Fed’s Favored Inflation Gauge Expected To Soften This Week

Federal Reserve Board Chair Jerome Powell appears before the House Financial Services Comm
AP Photo/Mark Schiefelbein

The Federal Reserve’s guidepost measure of inflation is expected to show the pace of some price increases slowed in April.

The personal consumption expenditures (PCE) price index is expected to match the prior month’s increase of 0.3 percent for the month and 2.7 percent from a year ago.

The core PCE price index, which excludes food and energy prices, is expected to rise 0.2 percent compared with a month earlier, which would be the smallest rise this year.

Compared with a year earlier, core PCE prices are expected to be up 2.8 percent, matching the March read.

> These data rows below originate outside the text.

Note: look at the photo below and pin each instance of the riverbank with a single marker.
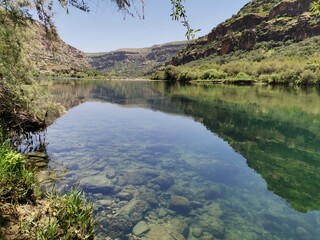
(28, 212)
(283, 63)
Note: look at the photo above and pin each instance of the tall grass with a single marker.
(69, 216)
(17, 184)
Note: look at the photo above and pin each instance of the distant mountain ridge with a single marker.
(53, 54)
(258, 21)
(135, 61)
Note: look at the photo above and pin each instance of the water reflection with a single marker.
(169, 168)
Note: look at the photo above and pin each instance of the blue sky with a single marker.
(105, 29)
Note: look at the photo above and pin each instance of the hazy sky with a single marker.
(105, 29)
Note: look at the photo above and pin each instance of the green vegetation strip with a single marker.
(287, 63)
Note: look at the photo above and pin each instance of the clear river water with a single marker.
(173, 161)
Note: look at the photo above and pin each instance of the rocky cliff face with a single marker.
(258, 21)
(53, 55)
(135, 62)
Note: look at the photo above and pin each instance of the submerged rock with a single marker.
(162, 212)
(163, 232)
(164, 181)
(37, 160)
(139, 177)
(140, 228)
(148, 195)
(180, 204)
(197, 232)
(97, 184)
(110, 173)
(127, 216)
(302, 233)
(123, 195)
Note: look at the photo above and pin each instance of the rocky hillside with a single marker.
(135, 62)
(258, 21)
(53, 55)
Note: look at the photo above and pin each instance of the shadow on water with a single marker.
(276, 130)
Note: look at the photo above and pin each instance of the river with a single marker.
(191, 162)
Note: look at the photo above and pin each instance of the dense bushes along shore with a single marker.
(53, 216)
(270, 62)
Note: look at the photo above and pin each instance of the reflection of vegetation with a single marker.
(276, 129)
(270, 62)
(280, 140)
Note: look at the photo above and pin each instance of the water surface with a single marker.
(193, 162)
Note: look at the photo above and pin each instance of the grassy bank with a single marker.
(270, 63)
(27, 213)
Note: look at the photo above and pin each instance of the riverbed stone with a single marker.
(126, 217)
(164, 181)
(37, 160)
(163, 232)
(140, 228)
(180, 204)
(148, 195)
(97, 184)
(302, 233)
(139, 177)
(124, 195)
(162, 212)
(197, 232)
(110, 173)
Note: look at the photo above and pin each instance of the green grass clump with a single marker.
(68, 217)
(17, 184)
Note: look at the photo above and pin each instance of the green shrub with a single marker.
(307, 77)
(17, 184)
(187, 76)
(213, 74)
(243, 76)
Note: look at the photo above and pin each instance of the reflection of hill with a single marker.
(280, 140)
(276, 130)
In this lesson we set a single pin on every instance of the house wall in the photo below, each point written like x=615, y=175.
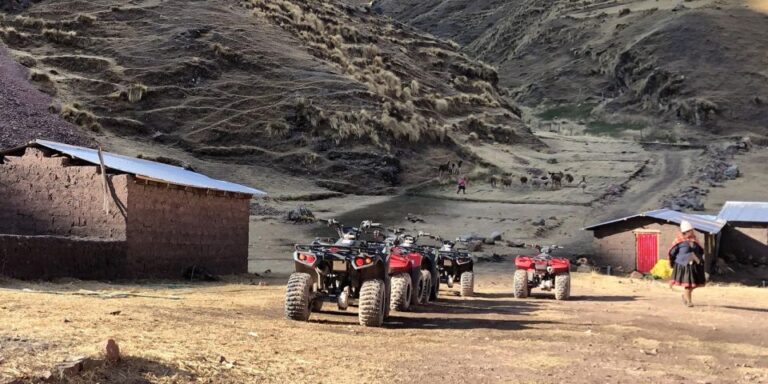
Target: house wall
x=746, y=243
x=171, y=229
x=48, y=257
x=615, y=244
x=41, y=195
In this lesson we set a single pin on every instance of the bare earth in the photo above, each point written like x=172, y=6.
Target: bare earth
x=615, y=330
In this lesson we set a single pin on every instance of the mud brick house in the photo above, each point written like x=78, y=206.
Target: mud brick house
x=745, y=238
x=636, y=243
x=60, y=217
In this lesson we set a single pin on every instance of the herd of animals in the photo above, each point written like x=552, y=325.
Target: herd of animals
x=553, y=180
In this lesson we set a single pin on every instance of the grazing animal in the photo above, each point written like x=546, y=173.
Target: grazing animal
x=494, y=180
x=583, y=184
x=557, y=179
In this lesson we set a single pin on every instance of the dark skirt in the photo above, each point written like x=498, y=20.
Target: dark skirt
x=689, y=276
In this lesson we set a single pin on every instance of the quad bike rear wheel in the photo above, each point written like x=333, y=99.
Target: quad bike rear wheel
x=521, y=284
x=563, y=286
x=298, y=297
x=372, y=303
x=467, y=284
x=401, y=292
x=426, y=293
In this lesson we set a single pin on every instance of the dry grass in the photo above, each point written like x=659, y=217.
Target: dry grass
x=74, y=114
x=234, y=332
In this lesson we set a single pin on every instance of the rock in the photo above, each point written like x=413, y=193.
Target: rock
x=69, y=369
x=475, y=246
x=413, y=218
x=112, y=351
x=731, y=172
x=300, y=214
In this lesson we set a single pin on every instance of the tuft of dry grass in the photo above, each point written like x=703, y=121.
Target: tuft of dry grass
x=60, y=37
x=136, y=92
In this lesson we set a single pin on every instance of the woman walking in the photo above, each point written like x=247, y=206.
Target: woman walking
x=686, y=257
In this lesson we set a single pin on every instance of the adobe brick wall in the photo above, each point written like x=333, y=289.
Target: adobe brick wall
x=615, y=244
x=170, y=229
x=48, y=257
x=746, y=243
x=43, y=195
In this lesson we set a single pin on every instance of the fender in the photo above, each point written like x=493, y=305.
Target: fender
x=523, y=262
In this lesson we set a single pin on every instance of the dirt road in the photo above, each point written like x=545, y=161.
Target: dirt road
x=615, y=330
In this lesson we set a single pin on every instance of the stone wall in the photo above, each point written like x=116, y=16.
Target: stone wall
x=170, y=229
x=48, y=257
x=41, y=195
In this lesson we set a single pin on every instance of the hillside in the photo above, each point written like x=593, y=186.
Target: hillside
x=667, y=64
x=316, y=89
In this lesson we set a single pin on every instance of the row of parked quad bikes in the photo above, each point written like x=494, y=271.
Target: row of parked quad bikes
x=379, y=269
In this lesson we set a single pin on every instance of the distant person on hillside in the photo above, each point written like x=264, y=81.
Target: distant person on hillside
x=462, y=185
x=687, y=260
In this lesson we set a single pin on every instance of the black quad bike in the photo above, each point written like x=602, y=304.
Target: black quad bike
x=347, y=272
x=456, y=266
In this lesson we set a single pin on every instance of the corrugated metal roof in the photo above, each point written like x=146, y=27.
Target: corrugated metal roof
x=703, y=223
x=745, y=211
x=148, y=169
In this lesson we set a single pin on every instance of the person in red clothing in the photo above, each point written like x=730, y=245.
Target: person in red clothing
x=687, y=260
x=462, y=185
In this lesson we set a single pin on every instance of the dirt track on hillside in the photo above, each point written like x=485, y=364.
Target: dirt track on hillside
x=614, y=330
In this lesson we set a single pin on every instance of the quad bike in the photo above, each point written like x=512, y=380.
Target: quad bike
x=543, y=271
x=350, y=271
x=413, y=273
x=456, y=266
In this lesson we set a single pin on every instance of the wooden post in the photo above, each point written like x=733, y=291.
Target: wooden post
x=104, y=181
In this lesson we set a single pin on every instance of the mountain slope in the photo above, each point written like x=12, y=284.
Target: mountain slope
x=315, y=88
x=695, y=63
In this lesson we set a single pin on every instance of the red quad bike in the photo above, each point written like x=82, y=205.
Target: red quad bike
x=413, y=274
x=347, y=272
x=457, y=266
x=543, y=271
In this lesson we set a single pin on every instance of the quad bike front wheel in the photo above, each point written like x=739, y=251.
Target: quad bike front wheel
x=426, y=292
x=563, y=286
x=436, y=287
x=521, y=284
x=372, y=303
x=402, y=286
x=467, y=284
x=298, y=296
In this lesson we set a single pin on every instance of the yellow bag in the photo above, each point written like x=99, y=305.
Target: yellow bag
x=662, y=270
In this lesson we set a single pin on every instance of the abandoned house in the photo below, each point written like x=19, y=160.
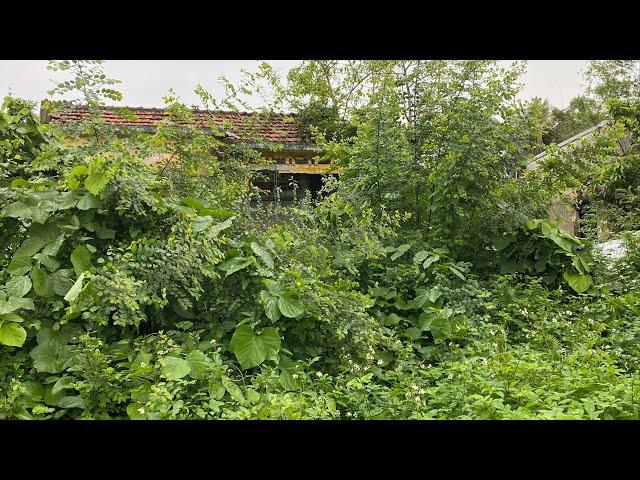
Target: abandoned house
x=564, y=215
x=294, y=164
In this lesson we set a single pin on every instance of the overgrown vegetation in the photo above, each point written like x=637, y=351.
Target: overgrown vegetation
x=426, y=283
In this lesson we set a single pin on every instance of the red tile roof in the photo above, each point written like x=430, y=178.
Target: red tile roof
x=274, y=127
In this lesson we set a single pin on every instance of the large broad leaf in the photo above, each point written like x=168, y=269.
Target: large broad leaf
x=290, y=305
x=233, y=389
x=251, y=349
x=198, y=362
x=89, y=201
x=75, y=289
x=18, y=287
x=270, y=305
x=30, y=247
x=234, y=264
x=12, y=334
x=42, y=283
x=579, y=282
x=19, y=265
x=81, y=259
x=401, y=250
x=263, y=254
x=501, y=242
x=440, y=328
x=18, y=210
x=13, y=304
x=174, y=368
x=73, y=401
x=50, y=357
x=271, y=343
x=420, y=256
x=96, y=181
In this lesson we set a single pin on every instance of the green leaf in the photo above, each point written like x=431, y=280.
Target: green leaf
x=96, y=181
x=251, y=349
x=233, y=389
x=501, y=242
x=175, y=368
x=89, y=201
x=290, y=305
x=234, y=264
x=270, y=305
x=10, y=317
x=401, y=251
x=18, y=286
x=420, y=256
x=271, y=343
x=198, y=362
x=42, y=282
x=431, y=260
x=457, y=272
x=75, y=289
x=19, y=265
x=74, y=401
x=18, y=210
x=50, y=356
x=263, y=254
x=579, y=282
x=12, y=334
x=13, y=304
x=440, y=328
x=61, y=385
x=222, y=226
x=30, y=247
x=413, y=333
x=81, y=259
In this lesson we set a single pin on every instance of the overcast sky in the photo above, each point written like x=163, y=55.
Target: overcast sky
x=145, y=82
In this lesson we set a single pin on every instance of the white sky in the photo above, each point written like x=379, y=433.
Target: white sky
x=145, y=82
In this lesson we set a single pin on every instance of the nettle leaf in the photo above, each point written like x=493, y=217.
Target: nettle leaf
x=42, y=282
x=74, y=401
x=290, y=305
x=401, y=250
x=89, y=201
x=234, y=264
x=18, y=287
x=97, y=180
x=13, y=304
x=233, y=389
x=430, y=260
x=263, y=253
x=440, y=328
x=75, y=289
x=30, y=247
x=175, y=368
x=198, y=362
x=81, y=259
x=579, y=282
x=50, y=356
x=10, y=317
x=18, y=210
x=251, y=349
x=19, y=265
x=270, y=305
x=12, y=334
x=420, y=256
x=219, y=227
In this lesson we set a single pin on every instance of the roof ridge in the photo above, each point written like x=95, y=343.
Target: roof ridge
x=197, y=110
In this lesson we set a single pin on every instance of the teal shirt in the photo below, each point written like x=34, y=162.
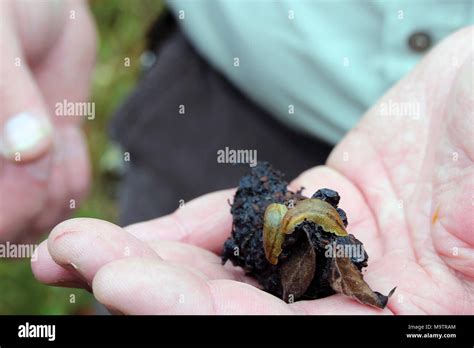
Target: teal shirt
x=316, y=65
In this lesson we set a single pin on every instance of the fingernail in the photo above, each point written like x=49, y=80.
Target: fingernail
x=25, y=133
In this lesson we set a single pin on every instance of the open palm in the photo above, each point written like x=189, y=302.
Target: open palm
x=406, y=181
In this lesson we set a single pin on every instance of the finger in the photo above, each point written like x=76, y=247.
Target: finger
x=205, y=222
x=69, y=79
x=69, y=178
x=84, y=245
x=452, y=228
x=199, y=259
x=25, y=136
x=169, y=289
x=49, y=272
x=24, y=118
x=361, y=221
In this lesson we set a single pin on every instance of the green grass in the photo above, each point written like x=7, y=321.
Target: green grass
x=121, y=25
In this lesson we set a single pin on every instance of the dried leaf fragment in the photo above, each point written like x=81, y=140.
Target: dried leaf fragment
x=298, y=271
x=346, y=279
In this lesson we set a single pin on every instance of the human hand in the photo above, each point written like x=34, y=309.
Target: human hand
x=47, y=56
x=406, y=183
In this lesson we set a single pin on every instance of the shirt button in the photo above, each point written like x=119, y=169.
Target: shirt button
x=419, y=41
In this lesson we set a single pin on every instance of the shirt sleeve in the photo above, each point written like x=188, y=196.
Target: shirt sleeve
x=315, y=65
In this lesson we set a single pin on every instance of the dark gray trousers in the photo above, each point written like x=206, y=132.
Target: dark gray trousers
x=174, y=156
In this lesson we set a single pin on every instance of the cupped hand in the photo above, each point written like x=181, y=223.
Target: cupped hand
x=406, y=180
x=48, y=51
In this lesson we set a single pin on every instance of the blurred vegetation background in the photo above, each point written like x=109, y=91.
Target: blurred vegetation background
x=122, y=25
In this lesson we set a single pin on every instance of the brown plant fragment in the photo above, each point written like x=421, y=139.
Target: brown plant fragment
x=281, y=238
x=347, y=279
x=297, y=271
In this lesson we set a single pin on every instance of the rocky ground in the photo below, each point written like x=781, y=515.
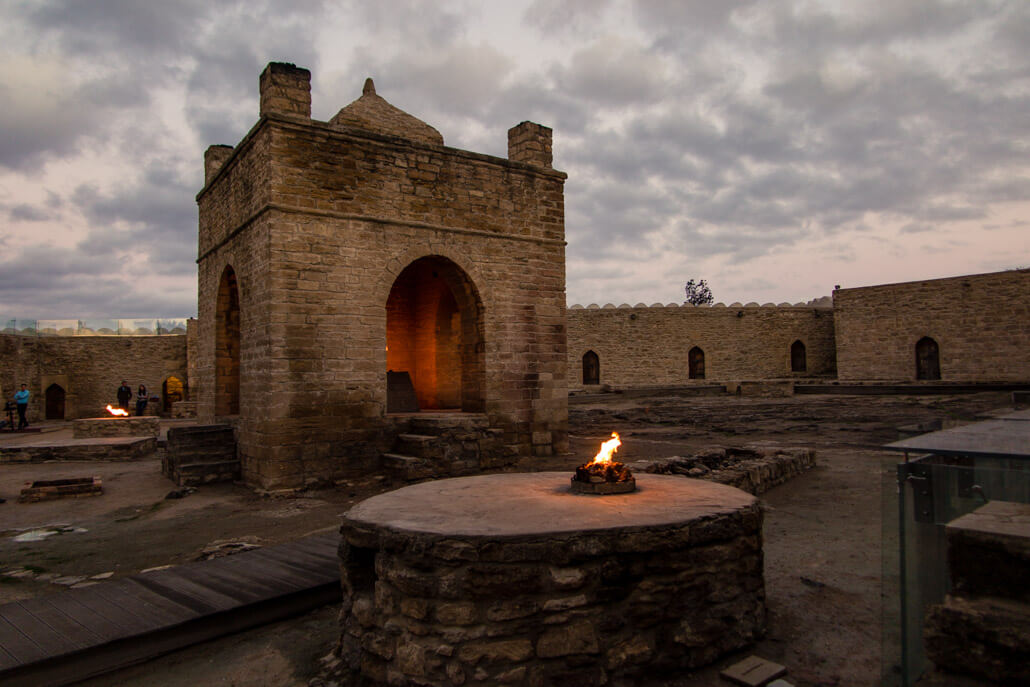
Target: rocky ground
x=825, y=530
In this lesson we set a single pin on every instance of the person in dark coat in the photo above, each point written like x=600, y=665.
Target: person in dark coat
x=125, y=394
x=22, y=400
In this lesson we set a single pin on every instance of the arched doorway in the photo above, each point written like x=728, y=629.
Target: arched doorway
x=591, y=368
x=172, y=390
x=695, y=363
x=435, y=333
x=55, y=402
x=927, y=358
x=227, y=346
x=798, y=359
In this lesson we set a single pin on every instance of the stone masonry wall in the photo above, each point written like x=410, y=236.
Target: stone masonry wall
x=643, y=346
x=90, y=369
x=981, y=323
x=317, y=221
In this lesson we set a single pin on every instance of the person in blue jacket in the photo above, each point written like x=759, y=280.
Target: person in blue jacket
x=22, y=399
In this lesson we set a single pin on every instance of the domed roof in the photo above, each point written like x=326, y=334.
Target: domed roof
x=372, y=112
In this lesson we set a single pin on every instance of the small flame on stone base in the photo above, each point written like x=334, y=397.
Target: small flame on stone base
x=603, y=475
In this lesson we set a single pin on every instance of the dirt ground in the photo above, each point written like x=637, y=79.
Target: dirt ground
x=824, y=530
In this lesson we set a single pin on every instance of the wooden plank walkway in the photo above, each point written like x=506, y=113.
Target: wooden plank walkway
x=77, y=633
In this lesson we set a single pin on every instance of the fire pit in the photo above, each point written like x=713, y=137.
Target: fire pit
x=117, y=423
x=603, y=475
x=514, y=579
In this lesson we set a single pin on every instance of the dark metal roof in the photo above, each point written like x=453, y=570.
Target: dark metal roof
x=1008, y=437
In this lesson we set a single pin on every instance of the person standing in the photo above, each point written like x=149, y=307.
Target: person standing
x=125, y=393
x=140, y=401
x=22, y=399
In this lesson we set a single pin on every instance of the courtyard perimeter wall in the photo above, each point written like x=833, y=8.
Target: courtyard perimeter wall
x=981, y=323
x=643, y=346
x=90, y=369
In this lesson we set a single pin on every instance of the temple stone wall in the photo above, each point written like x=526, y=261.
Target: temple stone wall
x=89, y=369
x=644, y=346
x=981, y=323
x=317, y=220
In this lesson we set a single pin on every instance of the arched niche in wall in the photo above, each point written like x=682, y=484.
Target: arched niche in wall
x=55, y=401
x=172, y=390
x=227, y=345
x=591, y=368
x=435, y=334
x=798, y=356
x=927, y=358
x=695, y=363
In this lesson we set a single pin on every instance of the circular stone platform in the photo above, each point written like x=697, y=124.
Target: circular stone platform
x=512, y=579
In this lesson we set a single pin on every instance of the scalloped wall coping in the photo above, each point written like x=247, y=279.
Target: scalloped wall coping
x=812, y=305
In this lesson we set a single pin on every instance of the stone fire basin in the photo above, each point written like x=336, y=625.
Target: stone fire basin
x=514, y=580
x=92, y=427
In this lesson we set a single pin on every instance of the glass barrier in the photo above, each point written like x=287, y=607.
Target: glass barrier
x=929, y=493
x=94, y=327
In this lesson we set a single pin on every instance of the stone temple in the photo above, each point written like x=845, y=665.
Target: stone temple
x=332, y=252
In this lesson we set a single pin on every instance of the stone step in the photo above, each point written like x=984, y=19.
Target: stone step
x=986, y=637
x=421, y=446
x=431, y=423
x=406, y=467
x=206, y=473
x=989, y=551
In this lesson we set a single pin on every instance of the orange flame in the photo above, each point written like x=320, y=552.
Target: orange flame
x=608, y=448
x=117, y=412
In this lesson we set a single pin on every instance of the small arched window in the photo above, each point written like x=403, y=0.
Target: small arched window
x=55, y=402
x=927, y=358
x=591, y=368
x=798, y=362
x=695, y=363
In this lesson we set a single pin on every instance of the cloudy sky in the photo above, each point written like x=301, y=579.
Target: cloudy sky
x=773, y=147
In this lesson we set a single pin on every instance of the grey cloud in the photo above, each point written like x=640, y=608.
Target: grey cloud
x=50, y=281
x=564, y=16
x=103, y=26
x=26, y=212
x=614, y=72
x=687, y=14
x=156, y=214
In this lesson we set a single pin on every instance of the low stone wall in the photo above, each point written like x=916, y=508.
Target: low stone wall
x=486, y=580
x=94, y=427
x=983, y=627
x=113, y=450
x=69, y=488
x=754, y=470
x=183, y=409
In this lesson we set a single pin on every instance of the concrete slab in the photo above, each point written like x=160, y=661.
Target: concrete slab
x=541, y=504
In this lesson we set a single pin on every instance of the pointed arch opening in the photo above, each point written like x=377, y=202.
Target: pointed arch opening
x=435, y=334
x=227, y=345
x=591, y=368
x=798, y=356
x=55, y=398
x=172, y=391
x=927, y=358
x=695, y=363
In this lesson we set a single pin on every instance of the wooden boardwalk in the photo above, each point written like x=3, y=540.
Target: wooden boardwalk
x=77, y=633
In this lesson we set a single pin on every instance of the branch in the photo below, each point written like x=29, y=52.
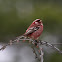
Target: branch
x=35, y=42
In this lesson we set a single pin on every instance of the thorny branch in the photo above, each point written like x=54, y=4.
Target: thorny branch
x=35, y=42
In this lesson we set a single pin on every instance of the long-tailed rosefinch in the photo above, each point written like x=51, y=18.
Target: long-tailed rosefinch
x=35, y=29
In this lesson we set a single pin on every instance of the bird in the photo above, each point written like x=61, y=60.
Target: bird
x=34, y=30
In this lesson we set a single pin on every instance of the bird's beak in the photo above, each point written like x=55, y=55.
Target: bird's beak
x=40, y=20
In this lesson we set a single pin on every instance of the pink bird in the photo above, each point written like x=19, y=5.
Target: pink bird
x=34, y=30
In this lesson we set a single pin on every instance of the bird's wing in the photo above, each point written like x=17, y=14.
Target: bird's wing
x=31, y=30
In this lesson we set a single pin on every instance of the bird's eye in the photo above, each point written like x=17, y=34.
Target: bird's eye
x=37, y=20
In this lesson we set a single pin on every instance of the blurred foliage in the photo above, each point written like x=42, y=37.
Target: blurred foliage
x=17, y=15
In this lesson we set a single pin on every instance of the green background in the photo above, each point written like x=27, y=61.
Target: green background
x=17, y=15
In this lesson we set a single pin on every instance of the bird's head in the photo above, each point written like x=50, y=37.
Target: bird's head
x=38, y=22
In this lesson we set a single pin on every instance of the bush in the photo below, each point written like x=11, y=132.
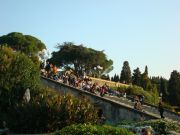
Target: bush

Inflation surprised Fed officials and many economists by rising as the new year began, reversing some of the progress in slowing price hikes from last year. In the first quarter of 2024, the PCE price index rose at an annualized pace of 3.4 percent, a big increase from the 1.8 percent rate in the final three months of last year and the swiftest rise since the first quarter of 2023.

This change of direction for inflation forced Fed officials and markets to recalibrate expectations for interest rate cuts. At the start of the year, Fed officials expected to cut rates three times this year and markets were pricing in five or six cuts. Now Fed officials stress that rate cuts are on hold until they see several months of good news on inflation and markets are pricing in just one or two cuts.

The Fed uses the PCE price index to set its two percent target and in projections of officials released to the public. The consumer price index, which is better known to the public, was up o.3 percent in April from the prior month and 3.4 percent from 12 months earlier.